Poderíamos dizer que a viagem à Lua de Cyrano antecipa em algumas situações as viagens de Gulliver: na Lua como em Brobdignag o visitante se encontra no meio de seres humanos muito maiores que ele e que o exibem como um animalzinho. Assim como a sequência de desventuras e de encontros com personagens de sabedoria as peripécias do Candide voltairiano. Mas o êxito literário de Cyrano foi mais tardio: esse livro saiu postumamente e mutilado pela censura de amigos temerosos e só veio à luz integralmente no século XX. Entretanto, a redescoberta de Cyrano ocorrera na época romântica: Charles Nodier primeiro e depois sobretudo Théophile Gautier haviam, baseando-se numa tradição anedótica dispersa, desenhado a personagem do poeta-espadachim e zombeteiro que depois o habilíssimo Rostand transformou no herói do bem-sucedido drama em versos.
Mas Savinien Cyrano na realidade não era nem nobre nem gascão, mas parisiense e burguês. (O predicado Bergerac fora acrescentado por ele, extraído do nome de uma propriedade de seu pai advogado.) O famoso nariz, é provável que o tivesse mesmo, dado que nesse livro encontramos um elogio dos narizes distintos, elogio que, embora pertencendo a um gênero comum na literatura barroca, é improvável que tivesse sido escrito por alguém de nariz pequeno, achatado ou parecido com focinho de cachorro. (Para saber a hora, os habitantes da Lua se valem de um meridiano natural formado pelo nariz comprido que projeta sua sombra sobre os dentes, usados como quadrante.)

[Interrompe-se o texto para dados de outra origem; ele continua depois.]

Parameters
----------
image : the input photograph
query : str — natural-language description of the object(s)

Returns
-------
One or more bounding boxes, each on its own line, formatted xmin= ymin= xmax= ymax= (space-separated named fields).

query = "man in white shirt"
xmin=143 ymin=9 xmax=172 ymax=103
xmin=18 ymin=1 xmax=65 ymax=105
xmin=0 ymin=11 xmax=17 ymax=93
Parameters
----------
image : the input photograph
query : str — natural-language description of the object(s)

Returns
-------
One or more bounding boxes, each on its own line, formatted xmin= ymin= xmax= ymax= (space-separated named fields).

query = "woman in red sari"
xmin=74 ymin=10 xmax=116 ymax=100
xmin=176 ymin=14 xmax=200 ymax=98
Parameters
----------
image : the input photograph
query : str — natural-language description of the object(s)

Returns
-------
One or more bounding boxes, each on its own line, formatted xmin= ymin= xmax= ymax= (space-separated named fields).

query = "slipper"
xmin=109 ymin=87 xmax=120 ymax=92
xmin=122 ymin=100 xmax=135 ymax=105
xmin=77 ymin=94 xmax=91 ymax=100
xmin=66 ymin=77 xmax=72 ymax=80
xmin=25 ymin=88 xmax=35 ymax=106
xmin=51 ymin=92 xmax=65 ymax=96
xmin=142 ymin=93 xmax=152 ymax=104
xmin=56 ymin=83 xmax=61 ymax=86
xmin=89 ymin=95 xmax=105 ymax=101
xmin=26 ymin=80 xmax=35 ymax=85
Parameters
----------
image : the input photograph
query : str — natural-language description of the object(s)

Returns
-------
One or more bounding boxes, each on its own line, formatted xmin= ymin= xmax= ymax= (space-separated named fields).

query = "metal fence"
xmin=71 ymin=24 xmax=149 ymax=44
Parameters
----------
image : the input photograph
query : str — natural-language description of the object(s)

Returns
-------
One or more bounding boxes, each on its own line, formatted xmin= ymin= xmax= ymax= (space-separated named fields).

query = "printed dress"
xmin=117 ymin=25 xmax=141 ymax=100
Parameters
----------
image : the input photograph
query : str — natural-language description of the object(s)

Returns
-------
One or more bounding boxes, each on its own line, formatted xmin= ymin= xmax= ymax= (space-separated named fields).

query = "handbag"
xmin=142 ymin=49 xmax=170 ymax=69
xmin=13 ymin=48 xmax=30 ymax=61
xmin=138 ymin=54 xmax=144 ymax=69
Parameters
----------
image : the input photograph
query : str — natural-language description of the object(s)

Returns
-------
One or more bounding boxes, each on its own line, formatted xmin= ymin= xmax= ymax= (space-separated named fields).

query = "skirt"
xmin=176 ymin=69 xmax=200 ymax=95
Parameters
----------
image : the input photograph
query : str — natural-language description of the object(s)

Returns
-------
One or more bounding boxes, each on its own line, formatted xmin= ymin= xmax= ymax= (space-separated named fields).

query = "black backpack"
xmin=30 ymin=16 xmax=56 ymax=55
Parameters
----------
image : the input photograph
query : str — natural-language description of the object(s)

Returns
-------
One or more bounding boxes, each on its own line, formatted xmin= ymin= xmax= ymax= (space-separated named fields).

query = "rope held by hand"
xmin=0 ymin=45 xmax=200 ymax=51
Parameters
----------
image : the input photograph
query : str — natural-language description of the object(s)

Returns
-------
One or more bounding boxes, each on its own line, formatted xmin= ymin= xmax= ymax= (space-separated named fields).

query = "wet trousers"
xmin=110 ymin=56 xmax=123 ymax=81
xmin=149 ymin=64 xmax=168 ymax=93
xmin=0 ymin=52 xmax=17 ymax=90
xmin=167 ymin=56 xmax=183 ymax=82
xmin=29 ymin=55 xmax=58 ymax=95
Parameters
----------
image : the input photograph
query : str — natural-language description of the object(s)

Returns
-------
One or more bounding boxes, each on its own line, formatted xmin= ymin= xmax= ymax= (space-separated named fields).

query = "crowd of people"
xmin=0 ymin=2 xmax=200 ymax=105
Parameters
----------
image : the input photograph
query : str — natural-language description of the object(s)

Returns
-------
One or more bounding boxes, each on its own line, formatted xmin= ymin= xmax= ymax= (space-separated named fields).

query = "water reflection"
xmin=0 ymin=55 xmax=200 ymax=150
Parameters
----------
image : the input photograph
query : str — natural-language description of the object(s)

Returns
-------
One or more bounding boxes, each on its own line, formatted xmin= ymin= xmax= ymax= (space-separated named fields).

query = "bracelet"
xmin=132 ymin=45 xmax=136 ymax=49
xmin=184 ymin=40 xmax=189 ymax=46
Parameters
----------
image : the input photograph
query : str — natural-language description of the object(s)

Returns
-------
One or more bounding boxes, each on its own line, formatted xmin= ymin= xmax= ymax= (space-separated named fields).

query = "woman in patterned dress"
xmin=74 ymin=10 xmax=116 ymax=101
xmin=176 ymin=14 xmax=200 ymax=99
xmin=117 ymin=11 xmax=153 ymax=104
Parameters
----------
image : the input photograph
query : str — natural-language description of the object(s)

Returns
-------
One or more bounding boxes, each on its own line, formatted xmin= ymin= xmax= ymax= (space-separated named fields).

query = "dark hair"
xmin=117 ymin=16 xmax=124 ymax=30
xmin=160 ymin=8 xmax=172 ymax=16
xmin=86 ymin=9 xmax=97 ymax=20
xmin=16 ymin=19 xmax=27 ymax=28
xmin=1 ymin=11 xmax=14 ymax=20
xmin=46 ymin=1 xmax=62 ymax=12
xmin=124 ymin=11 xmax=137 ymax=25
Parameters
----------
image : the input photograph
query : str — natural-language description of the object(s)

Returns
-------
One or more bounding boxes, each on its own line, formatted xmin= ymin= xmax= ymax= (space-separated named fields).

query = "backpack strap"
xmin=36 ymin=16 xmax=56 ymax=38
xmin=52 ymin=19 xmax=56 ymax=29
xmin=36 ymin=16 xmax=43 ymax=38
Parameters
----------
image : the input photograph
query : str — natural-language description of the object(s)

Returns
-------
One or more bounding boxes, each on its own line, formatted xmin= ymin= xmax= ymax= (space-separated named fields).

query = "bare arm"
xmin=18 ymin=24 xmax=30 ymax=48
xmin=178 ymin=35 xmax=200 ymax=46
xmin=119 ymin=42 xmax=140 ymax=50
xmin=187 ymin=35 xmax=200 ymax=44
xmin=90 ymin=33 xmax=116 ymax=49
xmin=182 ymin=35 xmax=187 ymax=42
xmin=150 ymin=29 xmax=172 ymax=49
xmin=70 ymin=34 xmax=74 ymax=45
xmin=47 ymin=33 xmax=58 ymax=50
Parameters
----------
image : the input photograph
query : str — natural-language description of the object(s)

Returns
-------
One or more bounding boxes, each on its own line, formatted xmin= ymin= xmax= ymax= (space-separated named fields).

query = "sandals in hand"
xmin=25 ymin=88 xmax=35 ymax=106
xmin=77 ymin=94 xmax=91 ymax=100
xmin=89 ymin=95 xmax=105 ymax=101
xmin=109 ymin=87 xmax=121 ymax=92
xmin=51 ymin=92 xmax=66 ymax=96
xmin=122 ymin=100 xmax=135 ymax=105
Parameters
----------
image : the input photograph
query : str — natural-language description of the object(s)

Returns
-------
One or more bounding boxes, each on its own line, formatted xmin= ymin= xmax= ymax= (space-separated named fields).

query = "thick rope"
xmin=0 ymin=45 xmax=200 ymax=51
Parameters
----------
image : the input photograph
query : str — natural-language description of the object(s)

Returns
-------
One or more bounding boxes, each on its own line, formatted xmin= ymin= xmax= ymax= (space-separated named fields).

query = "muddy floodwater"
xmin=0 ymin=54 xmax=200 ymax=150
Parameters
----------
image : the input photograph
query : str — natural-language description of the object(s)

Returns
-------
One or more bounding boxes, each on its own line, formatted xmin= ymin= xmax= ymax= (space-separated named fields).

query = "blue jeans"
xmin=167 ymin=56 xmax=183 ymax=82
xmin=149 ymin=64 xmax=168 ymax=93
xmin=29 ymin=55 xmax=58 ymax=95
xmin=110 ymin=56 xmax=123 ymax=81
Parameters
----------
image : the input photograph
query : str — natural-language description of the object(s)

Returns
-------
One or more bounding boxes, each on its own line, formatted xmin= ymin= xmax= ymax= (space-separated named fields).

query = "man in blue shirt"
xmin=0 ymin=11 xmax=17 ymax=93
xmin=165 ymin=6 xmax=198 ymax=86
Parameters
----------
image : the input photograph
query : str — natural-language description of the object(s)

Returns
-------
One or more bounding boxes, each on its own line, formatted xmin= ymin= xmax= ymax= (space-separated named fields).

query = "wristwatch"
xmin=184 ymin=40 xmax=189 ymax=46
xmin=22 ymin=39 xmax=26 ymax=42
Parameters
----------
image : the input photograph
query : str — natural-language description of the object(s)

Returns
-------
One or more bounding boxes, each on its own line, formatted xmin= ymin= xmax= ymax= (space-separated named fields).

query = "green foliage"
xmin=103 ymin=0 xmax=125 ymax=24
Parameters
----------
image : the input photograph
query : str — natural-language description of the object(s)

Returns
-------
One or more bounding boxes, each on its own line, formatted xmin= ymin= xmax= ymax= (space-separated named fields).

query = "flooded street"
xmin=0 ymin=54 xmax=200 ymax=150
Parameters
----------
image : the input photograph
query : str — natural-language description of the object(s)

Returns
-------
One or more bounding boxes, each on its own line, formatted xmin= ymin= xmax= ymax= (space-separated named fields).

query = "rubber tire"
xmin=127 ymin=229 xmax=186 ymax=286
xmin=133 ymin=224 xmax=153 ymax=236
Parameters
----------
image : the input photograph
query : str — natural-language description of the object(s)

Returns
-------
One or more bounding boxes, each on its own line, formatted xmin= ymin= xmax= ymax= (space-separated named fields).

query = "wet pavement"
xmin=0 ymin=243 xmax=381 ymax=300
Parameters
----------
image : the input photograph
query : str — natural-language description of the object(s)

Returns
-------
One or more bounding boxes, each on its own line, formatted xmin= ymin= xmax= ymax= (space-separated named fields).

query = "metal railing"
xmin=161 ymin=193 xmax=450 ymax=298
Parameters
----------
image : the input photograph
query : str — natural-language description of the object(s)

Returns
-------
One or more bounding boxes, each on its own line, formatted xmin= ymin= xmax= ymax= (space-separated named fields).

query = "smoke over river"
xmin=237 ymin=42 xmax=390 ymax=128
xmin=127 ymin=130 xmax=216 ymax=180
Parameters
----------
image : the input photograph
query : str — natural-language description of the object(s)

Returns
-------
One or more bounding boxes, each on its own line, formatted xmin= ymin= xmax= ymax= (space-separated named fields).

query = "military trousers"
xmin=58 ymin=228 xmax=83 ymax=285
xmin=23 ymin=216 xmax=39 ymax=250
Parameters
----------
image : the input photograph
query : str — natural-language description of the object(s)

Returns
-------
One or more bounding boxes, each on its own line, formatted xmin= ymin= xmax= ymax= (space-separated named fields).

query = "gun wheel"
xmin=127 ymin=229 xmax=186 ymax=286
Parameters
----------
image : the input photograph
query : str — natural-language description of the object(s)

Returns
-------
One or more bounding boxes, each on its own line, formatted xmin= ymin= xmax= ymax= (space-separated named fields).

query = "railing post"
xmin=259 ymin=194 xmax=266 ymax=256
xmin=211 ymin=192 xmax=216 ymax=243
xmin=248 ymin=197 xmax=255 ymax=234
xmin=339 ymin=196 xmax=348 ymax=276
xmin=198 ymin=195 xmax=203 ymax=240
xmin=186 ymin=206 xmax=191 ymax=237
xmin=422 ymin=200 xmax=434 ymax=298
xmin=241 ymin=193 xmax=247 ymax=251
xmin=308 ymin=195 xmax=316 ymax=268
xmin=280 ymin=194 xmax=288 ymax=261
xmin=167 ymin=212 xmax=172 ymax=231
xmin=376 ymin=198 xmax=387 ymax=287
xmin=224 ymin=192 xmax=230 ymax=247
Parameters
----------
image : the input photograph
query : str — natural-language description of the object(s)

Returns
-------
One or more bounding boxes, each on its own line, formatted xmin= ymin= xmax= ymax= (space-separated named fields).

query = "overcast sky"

Mas não se trata só de exibir o nariz: os lunares de condição nobre andam nus e como se não bastasse levam na cintura um pingente de bronze em forma de membro viril. “Esse uso me parece tão extraordinário”, disse ao meu jovem hóspede, “porque em nosso mundo é sinal de nobreza usar a espada”. Mas ele, sem se perturbar, exclamou:

Meu pequeno homem, como são fanáticos os grandes de seu mundo ao exibir um instrumento que designa o carrasco, construído só para destruir-nos, em suma, inimigo jurado de tudo aquilo que vive, e ao contrário esconder um membro sem o qual estaríamos na condição daquilo que não existe, o Prometeu de cada animal, o reparador incansável das debilidades da natureza! Infeliz lugar, em que os símbolos da procriação são objeto de vergonha e são honrados os da destruição! E, ainda por cima, vocês chamam aquele membro ‘as partes vergonhosas’, como se houvesse algo mais glorioso que dar a vida ou alguma coisa mais infame que tirá-la!”.

Onde se demonstra que o belicoso espadachim de Rostand era na realidade um adepto do “fazer amor e não a guerra”, mesmo tratando com indulgência uma ênfase procriadora que nossa época contraceptiva só pode considerar obsoleta.